U.S. Department of Treasury Brings GRC Maturity to a New Level
The concept of risk management extends to both government and industry and the key to developing comprehensive governance, risk and compliance (GRC) strategies often means going beyond just meeting compliance requirements.
The U.S. Department of Treasury’s Bureau of the Public Debt, Office of Financing, recently undertook a comprehensive GRC improvement project to ensure compliance with the Government Performance and Result Modernization Act (GPRAMA) of 2010. In building out this process, the Bureau found that it provided much greater value that extended beyond compliance.
The Bureau’s new GRC strategy measured performance through a risk-based assessment methodology, which allowed it to create a modular tool to enable that assessment process. It developed an integrated framework for measuring performance with three core components:
- Alignment of strategic plans and initiatives with performance and risk measures
- Qualitative performance assessment
- Quantitative risk assessment
As a result, this new framework provided a basis for building a level of GRC maturity defined by the Open Compliance & Ethics Group (OCEG) GRC Maturity Model.

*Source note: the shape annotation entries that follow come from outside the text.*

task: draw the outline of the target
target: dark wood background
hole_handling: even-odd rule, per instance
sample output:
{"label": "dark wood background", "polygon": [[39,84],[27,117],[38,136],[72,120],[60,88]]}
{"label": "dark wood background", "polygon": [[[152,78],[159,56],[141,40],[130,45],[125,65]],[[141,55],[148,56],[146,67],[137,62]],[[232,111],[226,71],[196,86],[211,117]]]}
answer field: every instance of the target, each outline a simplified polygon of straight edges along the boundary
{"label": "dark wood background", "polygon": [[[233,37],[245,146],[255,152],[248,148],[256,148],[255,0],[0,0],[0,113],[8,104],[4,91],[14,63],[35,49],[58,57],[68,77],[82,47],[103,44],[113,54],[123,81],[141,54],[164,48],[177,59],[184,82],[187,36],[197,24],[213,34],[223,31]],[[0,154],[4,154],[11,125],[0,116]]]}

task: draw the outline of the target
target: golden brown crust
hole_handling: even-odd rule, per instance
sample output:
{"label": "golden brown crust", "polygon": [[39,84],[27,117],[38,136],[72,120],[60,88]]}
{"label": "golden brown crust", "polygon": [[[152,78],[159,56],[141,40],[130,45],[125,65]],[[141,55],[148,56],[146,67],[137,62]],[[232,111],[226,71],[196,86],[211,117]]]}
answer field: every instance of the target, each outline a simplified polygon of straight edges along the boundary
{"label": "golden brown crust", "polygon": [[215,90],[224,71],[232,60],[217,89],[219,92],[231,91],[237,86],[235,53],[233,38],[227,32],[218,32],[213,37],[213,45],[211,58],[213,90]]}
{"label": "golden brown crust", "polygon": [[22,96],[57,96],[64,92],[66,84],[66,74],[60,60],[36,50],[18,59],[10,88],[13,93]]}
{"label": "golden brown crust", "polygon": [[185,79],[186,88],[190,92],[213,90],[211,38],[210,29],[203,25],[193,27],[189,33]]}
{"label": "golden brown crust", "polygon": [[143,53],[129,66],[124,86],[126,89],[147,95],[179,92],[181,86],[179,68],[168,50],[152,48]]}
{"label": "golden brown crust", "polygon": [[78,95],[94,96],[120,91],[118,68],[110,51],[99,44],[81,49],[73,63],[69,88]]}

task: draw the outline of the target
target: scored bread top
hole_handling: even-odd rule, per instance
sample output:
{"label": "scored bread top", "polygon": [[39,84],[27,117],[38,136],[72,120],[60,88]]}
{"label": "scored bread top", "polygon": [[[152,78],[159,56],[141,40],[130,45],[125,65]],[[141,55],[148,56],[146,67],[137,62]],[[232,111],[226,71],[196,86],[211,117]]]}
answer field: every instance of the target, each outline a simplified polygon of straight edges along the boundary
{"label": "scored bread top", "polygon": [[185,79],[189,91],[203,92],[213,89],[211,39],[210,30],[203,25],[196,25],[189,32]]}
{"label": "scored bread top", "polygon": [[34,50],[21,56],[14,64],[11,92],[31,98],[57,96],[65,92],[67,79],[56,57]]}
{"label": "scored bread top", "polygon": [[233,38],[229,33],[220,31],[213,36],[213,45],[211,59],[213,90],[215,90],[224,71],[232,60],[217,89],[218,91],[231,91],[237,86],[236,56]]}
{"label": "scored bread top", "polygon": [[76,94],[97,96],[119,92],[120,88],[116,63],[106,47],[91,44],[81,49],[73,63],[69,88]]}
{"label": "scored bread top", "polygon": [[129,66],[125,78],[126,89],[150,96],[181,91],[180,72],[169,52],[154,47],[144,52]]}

The new framework also demonstrated the value of documentation, established measures and continual analysis. This has allowed the Bureau to also identify future needs for continual improvement that will further support its operational, strategic and tactical objectives.
On top of this, the Bureau also proved to be a pivotal player in the GRC arena by being recognized as a 2012 GRC Achievement Award winner by the OCEG. The OCEG has also posted a video presentation of the Bureau’s award submission, which provides more details its new GRC program.
Congratulations to the Bureau of the Public Debt, Office of Financing for pulling off a pivotal play by bringing the concept of GRC maturity to a new level for the Department of Treasury.